Thanks to her dedication, Wolff has all that covered.
Wolff, Blomquist said, “just looks different than just about anybody else” when she’s running the 100. Wolff hits her “top end,” or top speed, about 30 to 40 meters into a race, which is about normal for sprinters. It’s what happens in the rest of the race that makes all the difference.
“The 100 is an endurance race, (because) you can only hold your top end for about 30 to 40 meters,” Blomquist explained. “So basically, the last 30 to 40 meters of your race you’re decelerating. The kids who have the ability to hold on longer or decelerate the least look like they’re pulling away, but they’re actually just decelerating the least of anybody in the race. (Wolff) has that unique ability to just kind of look like she’s continuing to open a lead all the way to the finish line.”

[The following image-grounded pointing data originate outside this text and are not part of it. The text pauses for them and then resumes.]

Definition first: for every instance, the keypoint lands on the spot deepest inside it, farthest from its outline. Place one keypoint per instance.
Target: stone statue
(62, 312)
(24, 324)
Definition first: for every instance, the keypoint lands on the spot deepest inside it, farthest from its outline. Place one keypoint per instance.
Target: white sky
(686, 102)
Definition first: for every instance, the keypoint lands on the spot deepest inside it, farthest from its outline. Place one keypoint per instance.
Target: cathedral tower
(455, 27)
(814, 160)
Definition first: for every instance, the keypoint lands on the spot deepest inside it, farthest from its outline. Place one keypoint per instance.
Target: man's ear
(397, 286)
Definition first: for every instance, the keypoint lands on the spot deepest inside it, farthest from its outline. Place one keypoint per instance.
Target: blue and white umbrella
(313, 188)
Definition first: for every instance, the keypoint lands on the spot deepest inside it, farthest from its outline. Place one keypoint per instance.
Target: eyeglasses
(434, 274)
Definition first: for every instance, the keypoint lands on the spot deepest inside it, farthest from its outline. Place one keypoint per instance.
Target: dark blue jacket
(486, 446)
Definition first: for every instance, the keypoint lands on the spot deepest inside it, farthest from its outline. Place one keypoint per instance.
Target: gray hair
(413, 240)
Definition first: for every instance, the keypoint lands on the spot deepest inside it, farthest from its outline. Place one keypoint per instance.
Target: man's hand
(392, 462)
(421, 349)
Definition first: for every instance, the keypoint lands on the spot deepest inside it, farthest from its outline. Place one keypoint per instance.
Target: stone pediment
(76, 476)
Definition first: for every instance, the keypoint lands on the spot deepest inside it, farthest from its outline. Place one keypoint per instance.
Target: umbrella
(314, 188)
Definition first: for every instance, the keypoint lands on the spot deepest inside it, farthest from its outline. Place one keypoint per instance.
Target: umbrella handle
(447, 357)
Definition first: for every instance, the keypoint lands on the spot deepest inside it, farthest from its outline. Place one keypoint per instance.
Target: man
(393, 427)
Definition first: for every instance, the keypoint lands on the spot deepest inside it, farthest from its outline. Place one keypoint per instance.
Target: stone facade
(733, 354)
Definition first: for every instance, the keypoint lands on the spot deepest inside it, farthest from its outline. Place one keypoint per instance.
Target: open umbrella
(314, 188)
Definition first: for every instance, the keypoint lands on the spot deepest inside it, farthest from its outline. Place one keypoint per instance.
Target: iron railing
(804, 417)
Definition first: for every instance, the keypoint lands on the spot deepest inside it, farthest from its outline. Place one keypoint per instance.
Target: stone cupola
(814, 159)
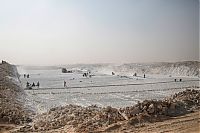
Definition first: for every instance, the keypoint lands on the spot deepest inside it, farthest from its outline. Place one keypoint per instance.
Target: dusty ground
(189, 123)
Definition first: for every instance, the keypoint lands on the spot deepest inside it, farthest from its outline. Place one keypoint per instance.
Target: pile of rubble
(12, 97)
(92, 118)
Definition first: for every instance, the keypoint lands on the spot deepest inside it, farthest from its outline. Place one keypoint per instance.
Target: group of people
(29, 85)
(175, 80)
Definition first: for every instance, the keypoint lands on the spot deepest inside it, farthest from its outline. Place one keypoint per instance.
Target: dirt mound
(12, 97)
(93, 118)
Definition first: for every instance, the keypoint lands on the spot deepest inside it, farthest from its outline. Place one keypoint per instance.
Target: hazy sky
(49, 32)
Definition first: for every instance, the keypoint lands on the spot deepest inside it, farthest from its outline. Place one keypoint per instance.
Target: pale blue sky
(50, 32)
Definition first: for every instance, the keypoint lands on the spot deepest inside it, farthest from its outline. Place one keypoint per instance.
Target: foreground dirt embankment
(12, 97)
(178, 113)
(141, 117)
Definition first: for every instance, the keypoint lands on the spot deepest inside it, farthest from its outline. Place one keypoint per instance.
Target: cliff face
(12, 96)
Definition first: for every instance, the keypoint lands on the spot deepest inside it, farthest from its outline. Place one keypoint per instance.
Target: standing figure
(38, 84)
(33, 85)
(64, 83)
(27, 84)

Before she finishes her high school career this weekend at the Class AA state track and field meet in Butte, Wolff has a few things she wants to accomplish. She aims to help the Bears win another 400-meter relay title (she already has two) and perhaps add a 200-meter dash gold medal to her resume.
What she really wants is to repeat as the 100-meter champion, setting the record along the way. She’s also trying to be the first high school female in Montana to run a sub-12 second electronically timed race. Wolff toppled the 30-year old West school record for the 100 (previously held by Michelle Henderson) earlier this season, and set a new Eastern AA Divisional standard over the weekend as well by running 12.08.

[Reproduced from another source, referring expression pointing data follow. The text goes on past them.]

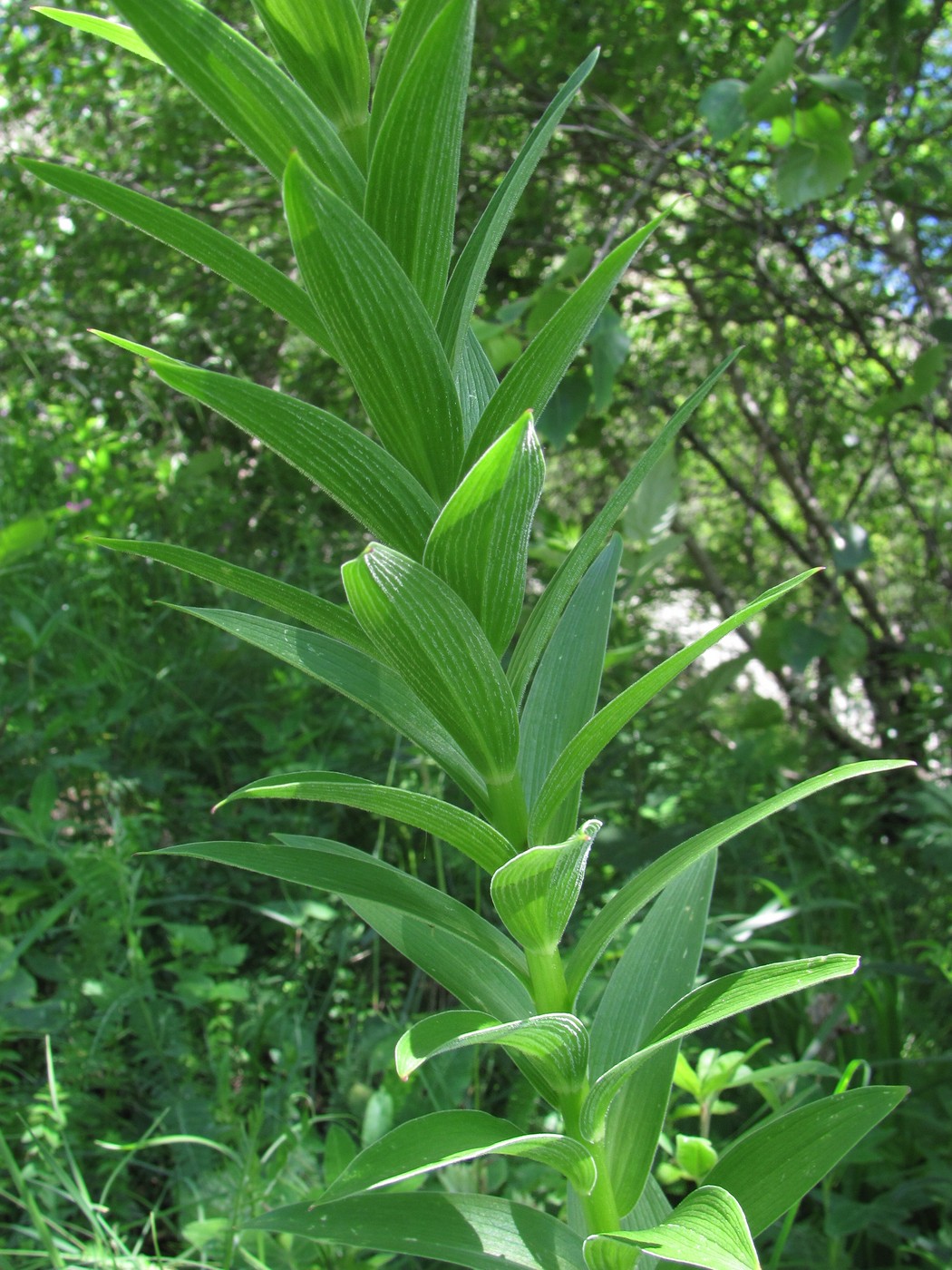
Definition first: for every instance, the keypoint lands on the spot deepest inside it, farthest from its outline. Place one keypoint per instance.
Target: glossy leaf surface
(479, 1231)
(412, 187)
(448, 1137)
(710, 1003)
(481, 539)
(649, 883)
(244, 91)
(706, 1229)
(433, 641)
(460, 828)
(380, 332)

State records can only be set at the state meet, and currently that mark for the 100 sits at 12.19 seconds, held by Billings Senior’s Morgan Sulser (2014). Wolff’s PR this season is the 12.06 time she ran in April at a meet in Wyoming, so some of those goals are in reach.
Whether she accomplishes those goals or not, it’s amazing to consider how far Wolff has come by plunging herself into the sprints for basically just two years. Given that, Blomquist is eager to see what’s to come for Wolff, who has signed to run at Montana State. Just the fact she’s taken ninth-tenths of a second off an already top-eight time her freshman year is food for thought.

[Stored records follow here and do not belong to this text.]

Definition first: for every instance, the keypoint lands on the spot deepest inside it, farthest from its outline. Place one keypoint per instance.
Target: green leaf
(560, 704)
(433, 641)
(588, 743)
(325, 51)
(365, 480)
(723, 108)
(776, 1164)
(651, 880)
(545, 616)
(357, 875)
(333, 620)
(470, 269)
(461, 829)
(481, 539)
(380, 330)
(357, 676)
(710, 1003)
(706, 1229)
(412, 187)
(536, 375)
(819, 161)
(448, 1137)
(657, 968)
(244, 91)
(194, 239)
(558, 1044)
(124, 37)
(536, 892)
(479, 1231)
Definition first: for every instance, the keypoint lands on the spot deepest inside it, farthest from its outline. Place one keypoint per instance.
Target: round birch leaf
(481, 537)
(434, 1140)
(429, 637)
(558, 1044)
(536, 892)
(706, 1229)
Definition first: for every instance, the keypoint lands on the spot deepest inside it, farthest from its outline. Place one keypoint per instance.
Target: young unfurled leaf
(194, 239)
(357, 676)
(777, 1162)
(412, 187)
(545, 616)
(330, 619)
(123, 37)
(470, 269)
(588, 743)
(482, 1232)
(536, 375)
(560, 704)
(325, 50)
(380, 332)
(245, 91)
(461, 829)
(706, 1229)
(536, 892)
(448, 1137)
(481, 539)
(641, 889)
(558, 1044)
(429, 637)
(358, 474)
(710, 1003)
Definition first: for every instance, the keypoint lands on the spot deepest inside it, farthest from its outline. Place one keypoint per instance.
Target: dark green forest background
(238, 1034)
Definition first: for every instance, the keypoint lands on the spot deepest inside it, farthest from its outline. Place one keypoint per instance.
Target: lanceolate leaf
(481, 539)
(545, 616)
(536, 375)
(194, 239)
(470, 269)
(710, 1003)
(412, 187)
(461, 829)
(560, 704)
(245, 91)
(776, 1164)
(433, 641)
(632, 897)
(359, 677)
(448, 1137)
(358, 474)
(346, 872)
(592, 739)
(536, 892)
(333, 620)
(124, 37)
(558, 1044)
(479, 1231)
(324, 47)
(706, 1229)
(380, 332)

“And she missed a whole year,” Blomquist said, referring to the COVID year of 2020. “The amazing thing is that she’s been able to go this far in such a short amount of time, when you really think about it.”
Wolff said she does think about it from time to time.
“I definitely was not like, ‘I’m going to go to Montana and run track,’” Wolff said. “I felt like I was just going to play softball. Sometimes, like, I can’t believe four years ago I was running those times compared to today … how different everything was to how it is now. It’s kind of crazy to think about.”
And to think, if not for a fortuitous move to Montana, Wolff might still be slapping hits to the left side of some softball diamond, using her speed for 60 feet at a time rather than 100 meters.